LeVeen ve Denver tipinde şantlar bu amaçla kullanılmaktadır LeVeen ve Denver tipinde şantlar bu amaçla kullanılmaktadır. Tamamı cilt altında bırakılan bu şantlardan LeVeen şantı kendiliğinden, Denver şantı ise hem kendiliğinden hem de hastanın valv haznesine basması ile çalışmaktadır. Kontrendikasyonları; peritonit, sepsis, konjestif kalp yetmezliği, loküle asit varlığı, ağır koagülopati, ensefalopati ve yeni geçirilmiş varis kanamasıdır.
HEPATİK ENSEFALOPATİ Kronik karaciğer hastalığının önemli bir komplikasyonudur. Bilinç, davranış ve nörofizyolojik durum değişiklikleri içeren klinik bir sendromdur. Karaciğer hastalığının dekompanse hale gelmesi yada şant girişimlerinin komplikasyonu olarak meydana gelir.

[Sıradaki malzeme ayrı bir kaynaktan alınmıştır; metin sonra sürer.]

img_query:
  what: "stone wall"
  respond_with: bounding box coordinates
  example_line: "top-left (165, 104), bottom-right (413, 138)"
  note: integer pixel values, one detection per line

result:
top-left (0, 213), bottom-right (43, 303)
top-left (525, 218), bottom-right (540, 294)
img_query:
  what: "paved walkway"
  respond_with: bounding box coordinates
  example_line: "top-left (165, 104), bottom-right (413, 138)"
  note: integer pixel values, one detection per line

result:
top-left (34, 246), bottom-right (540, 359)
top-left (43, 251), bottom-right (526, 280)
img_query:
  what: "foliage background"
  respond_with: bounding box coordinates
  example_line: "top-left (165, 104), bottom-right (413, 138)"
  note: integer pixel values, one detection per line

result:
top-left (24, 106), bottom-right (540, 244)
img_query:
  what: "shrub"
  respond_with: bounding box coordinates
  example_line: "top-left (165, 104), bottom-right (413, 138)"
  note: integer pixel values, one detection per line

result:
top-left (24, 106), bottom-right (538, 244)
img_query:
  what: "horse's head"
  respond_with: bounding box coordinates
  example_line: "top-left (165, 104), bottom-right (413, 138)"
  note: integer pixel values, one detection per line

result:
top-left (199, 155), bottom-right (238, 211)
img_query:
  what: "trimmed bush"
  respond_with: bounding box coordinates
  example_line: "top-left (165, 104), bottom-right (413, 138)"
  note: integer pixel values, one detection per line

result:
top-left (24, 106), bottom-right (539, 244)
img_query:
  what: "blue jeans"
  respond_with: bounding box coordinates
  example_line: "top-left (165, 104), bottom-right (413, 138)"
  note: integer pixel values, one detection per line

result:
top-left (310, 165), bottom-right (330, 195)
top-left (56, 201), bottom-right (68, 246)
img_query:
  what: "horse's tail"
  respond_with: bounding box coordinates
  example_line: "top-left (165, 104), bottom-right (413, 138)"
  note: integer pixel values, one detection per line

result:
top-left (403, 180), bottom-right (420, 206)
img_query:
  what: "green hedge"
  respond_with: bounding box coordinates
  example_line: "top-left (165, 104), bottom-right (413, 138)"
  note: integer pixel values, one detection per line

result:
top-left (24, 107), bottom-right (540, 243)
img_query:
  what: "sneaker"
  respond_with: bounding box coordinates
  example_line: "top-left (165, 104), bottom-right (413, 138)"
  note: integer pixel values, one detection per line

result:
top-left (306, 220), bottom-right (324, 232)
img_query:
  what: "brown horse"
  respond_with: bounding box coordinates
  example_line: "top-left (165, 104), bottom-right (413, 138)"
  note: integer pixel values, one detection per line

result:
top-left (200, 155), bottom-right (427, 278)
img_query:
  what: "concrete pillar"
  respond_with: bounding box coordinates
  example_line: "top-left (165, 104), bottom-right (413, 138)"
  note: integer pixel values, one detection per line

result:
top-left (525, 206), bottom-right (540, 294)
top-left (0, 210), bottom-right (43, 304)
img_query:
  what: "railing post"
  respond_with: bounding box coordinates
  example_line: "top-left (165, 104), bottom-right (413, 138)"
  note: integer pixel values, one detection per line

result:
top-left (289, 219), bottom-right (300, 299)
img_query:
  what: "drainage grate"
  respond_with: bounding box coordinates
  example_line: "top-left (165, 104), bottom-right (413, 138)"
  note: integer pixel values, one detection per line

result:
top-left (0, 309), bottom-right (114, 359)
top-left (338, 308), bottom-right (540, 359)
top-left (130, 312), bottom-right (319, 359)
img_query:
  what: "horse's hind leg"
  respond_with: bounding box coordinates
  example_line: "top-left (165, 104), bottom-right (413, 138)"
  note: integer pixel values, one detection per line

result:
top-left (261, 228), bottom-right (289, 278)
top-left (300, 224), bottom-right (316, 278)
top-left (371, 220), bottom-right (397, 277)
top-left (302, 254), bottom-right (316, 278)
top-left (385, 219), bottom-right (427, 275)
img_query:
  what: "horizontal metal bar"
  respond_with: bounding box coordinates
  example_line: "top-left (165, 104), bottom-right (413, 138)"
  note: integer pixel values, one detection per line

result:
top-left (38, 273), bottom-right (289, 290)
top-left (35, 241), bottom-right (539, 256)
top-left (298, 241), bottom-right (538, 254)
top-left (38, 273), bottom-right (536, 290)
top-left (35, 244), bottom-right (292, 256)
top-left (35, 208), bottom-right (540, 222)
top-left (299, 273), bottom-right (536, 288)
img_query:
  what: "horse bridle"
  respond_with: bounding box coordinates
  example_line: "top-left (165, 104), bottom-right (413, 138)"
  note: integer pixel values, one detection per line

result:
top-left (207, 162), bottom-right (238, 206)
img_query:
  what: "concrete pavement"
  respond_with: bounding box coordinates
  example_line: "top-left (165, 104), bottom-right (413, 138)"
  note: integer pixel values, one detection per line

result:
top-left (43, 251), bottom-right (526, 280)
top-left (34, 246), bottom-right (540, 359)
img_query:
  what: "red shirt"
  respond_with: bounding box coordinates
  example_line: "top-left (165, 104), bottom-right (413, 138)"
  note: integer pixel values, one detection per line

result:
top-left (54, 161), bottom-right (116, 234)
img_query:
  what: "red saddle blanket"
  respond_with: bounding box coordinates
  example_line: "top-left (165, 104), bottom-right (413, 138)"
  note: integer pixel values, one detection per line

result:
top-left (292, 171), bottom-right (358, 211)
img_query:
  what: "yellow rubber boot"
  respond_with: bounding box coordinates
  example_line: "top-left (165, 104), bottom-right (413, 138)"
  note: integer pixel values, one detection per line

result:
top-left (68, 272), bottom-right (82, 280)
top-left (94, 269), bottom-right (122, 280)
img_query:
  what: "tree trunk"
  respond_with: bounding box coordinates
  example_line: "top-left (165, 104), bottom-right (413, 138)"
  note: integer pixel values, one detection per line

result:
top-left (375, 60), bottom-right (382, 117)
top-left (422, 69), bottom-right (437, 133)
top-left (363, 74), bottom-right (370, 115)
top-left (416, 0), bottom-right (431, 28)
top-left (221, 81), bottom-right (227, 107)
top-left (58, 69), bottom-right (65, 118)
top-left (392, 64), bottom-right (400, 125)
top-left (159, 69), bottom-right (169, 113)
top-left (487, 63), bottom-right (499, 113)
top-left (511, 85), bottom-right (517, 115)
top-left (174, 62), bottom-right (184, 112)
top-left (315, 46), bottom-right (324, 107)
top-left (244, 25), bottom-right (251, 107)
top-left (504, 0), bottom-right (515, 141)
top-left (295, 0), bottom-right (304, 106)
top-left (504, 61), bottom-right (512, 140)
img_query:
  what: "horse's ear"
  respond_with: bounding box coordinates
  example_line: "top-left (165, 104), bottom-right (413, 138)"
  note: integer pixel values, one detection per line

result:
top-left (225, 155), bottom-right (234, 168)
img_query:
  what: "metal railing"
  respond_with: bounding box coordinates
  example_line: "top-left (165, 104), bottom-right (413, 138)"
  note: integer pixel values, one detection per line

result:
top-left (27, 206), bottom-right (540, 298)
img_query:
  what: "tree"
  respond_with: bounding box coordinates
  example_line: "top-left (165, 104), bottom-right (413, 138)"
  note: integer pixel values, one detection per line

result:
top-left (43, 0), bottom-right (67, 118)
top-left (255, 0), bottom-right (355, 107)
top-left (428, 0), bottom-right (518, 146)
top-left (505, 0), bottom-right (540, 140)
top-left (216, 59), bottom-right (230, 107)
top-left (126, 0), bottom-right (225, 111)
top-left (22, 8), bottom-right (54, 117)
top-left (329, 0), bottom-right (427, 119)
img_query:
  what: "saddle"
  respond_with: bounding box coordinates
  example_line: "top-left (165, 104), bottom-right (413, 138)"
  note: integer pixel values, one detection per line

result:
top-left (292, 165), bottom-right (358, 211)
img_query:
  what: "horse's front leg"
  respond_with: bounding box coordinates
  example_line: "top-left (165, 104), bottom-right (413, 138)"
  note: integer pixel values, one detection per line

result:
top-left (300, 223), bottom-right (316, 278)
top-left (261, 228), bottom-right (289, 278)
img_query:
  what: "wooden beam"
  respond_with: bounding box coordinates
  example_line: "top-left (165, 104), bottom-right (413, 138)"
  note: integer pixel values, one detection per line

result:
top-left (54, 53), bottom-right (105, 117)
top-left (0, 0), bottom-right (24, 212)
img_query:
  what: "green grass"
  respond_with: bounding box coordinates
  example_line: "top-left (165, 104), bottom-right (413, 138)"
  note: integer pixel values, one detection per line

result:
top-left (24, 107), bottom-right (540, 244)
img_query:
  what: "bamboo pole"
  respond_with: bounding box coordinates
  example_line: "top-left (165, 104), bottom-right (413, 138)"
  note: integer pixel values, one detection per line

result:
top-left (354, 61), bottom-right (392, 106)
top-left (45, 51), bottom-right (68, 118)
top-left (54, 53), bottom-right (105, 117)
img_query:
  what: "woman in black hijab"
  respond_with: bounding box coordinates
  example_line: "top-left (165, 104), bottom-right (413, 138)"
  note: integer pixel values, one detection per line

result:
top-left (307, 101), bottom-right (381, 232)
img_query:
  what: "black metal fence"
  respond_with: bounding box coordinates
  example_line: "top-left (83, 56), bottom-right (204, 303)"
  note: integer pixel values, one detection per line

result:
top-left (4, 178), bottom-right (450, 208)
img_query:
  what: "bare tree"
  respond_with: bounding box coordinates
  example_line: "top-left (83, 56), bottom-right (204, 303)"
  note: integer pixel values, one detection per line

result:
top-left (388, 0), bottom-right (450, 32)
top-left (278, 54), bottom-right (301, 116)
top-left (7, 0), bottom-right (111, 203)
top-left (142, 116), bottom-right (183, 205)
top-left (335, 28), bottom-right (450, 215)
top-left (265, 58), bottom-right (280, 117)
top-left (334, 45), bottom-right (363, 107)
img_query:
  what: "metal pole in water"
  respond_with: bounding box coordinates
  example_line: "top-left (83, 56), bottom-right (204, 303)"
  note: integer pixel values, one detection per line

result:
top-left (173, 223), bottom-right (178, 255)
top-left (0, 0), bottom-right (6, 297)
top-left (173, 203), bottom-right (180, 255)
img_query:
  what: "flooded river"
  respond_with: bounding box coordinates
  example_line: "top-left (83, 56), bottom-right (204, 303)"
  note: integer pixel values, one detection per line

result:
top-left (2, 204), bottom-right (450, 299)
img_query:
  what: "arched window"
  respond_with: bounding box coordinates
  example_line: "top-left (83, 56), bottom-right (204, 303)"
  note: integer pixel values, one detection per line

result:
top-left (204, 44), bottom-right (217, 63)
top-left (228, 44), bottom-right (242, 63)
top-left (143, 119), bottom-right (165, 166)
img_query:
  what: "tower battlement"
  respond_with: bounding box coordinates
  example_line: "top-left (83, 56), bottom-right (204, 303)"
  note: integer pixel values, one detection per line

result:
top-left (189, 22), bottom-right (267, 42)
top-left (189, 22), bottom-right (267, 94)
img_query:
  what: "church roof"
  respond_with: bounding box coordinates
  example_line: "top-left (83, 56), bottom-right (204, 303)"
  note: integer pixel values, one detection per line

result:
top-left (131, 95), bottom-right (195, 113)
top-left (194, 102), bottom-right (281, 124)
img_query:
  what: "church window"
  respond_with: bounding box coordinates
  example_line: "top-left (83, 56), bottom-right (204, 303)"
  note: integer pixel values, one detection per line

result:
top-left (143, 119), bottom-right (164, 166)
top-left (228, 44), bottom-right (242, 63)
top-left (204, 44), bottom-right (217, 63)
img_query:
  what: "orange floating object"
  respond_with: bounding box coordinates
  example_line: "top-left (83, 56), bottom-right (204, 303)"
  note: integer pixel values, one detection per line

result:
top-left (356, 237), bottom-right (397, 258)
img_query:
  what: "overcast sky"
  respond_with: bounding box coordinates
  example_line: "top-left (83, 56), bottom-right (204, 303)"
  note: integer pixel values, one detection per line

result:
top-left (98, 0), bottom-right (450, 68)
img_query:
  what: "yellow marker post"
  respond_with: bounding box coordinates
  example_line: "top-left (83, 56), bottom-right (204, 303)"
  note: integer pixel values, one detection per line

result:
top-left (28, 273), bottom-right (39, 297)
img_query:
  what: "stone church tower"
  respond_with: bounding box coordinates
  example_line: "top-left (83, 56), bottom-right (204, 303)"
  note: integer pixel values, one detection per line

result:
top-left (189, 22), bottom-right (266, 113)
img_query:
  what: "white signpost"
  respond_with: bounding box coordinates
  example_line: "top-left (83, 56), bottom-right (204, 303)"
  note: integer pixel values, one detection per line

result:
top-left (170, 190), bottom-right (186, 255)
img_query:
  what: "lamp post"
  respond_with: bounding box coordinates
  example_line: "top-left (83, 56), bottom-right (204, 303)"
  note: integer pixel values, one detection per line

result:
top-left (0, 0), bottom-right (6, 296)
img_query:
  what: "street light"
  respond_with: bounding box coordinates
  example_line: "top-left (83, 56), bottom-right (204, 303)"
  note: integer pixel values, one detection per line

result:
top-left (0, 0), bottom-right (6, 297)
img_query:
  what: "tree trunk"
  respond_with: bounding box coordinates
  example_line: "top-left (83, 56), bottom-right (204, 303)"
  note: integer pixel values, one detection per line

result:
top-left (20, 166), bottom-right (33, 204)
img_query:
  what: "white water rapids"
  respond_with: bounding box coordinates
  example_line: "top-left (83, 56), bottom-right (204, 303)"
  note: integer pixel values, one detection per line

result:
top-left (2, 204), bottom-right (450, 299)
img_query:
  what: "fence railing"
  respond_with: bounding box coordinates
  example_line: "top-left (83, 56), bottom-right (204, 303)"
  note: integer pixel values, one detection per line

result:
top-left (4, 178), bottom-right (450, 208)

Ortaya çıkmasını kolaylaştıran bazı faktörler vardır. Bunlar; Alınan gıdalarda olan yada GİS kanamasından kaynaklanan azotlu maddeler, Hipokalemik alkaloz (amonyumun amonyağa dönüşümünü kolaylaştırır), Beynin amonyak yada diğer azotlu maddelere duyarlılığını artıran enfeksiyonlar, MSS depresanı ilaçlar.
Tanı ; Tedavi ; Klinik + EEG ve kan amonyak düzeyinde artış (N: 125 mikrogram/dL) Tedavi ; Proteinden kısıtlı diyet Lavmanlarla barsak temizliği Neomisin/ kanamisin vb.( kolonda azotlu protein yıkım ürünlerinin oluşmasını sağlayan bakterilerin azaltılması amacı ile) Laktüloz (barsaklardan amonyak diffüzyonunu azaltmak amacı ile) Anti-depresan ilaçlar kesilmelidir
HİPERSPLENİZM Sitopeni, hiperplastik kemik iliği, splenomegali, splenektomiden sonra sitopeninin düzelmesi dörtlüsü hipersplenizm olarak tanımlanır. Hipersplenizmin en sık nedenlerinden biri portal hipertansiyona bağlı konjestif splenomegalidir.
Tek başına splenektomi dalak veni trombozlarında yada çok ender rastlanan dalak içi arteriovenöz şantların yol açtığı portal hipertansiyonlarda yararlıdır. Bunun dışında diğer nedenlerle gelişen portal hipertansiyon olgularında sitopeniyi düzeltmek amacı ile tek başına yapılacak splenektomi portal basıncın hızla yükselmesine neden olur. Bu nedenle karaciğer hastalığına bağlı olarak splenektomi zorunluluğu doğduğunda standart spleno-renal şant yapılmalıdır.
BUDD-CHIARI SENDROMU(BCS) Olguların önemli bir bölümünde myeloproliferatif hastalıklar sorumlu tutulmaktadır. Ayrıca antitrombin III, protein C ve protein S eksiklikleri, gebelikte ortaya çıkan pıhtılaşma eğilimi, O.C kullanımı, Behçet hastalığı etiyolojide suçlanan diğer nedenlerdir. BCS portal hipertansiyonun nadir bir nedeni olup karaciğer venlerinin tıkanması sonucu ortaya çıkar. Tedavi edilmediği takdirde ölüm ile sonuçlanan bu klinik tabloya neden olan patoloji ya sadece büyük karaciğer venleri yada beraberinde inf. vena kavayı da tıkayan trombotik bir olay veya inf. vena kavada diafragma düzeyinin altında bir membrandır.